Edmund Charles Rawlings JP (11 December 1854 – 17 December 1917),[1] was a British solicitor, a Liberal Party politician, and a prominent Primitive Methodist. He served as mayor of Hammersmith.
Rawlings was born on 11 December 1854 at Wallingford, Oxfordshire to parents Edmund Rawlings (a Primitive Methodist minister) and Susannah Cock. He moved to London aged 14, becoming a solicitor in 1879 and forming a partnership in the City of London at Walbrook with Mr S Alford Butt (also the son of a Primitive Methodist minister).[1] He married Amy Yates (1857-1914) in 1879 at Wilton, Wiltshire, and they had three children. He died on 17 December 1917 in Ealing.[1]
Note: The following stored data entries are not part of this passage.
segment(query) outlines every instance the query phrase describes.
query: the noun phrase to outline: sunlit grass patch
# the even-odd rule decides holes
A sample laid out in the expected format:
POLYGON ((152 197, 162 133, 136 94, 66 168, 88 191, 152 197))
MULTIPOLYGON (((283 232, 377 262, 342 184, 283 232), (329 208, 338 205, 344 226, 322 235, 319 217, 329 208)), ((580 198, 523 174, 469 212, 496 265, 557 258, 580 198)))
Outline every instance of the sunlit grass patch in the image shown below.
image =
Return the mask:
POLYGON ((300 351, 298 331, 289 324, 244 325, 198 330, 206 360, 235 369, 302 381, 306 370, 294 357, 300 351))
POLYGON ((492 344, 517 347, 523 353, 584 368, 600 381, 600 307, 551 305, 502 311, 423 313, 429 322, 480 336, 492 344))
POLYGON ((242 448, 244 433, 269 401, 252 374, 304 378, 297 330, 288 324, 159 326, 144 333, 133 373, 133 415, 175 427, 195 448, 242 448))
In October 1900 Rawlings contested the UK General Election as Liberal candidate for Islington North.[2]
In November 1900 he was elected a Hammersmith Borough Councillor at Hammersmith's first borough council elections. He was later appointed an Alderman of the borough council. He also served as Mayor of Hammersmith from 1906-07.[3]
He stood several times for election to the London County Council as a Progressive candidate, without success. In 1895 and 1901 he contested Hammersmith. In 1910 he contested the City of London. Rawlings took an active part in the relief of the unemployed and assistance of cripples. He also served as a Justice of the Peace for the County of London.
Rawlings was prominently involved with the Primitive Methodist movement, serving as vice-president and addressing its June 1905 conference in Scarborough.[4] He wrote two PM publications: the Free Churchman's Legal Handbook, and (with a Dr Townsend) the Free Churchman’s Guide to the Education Act of 1902.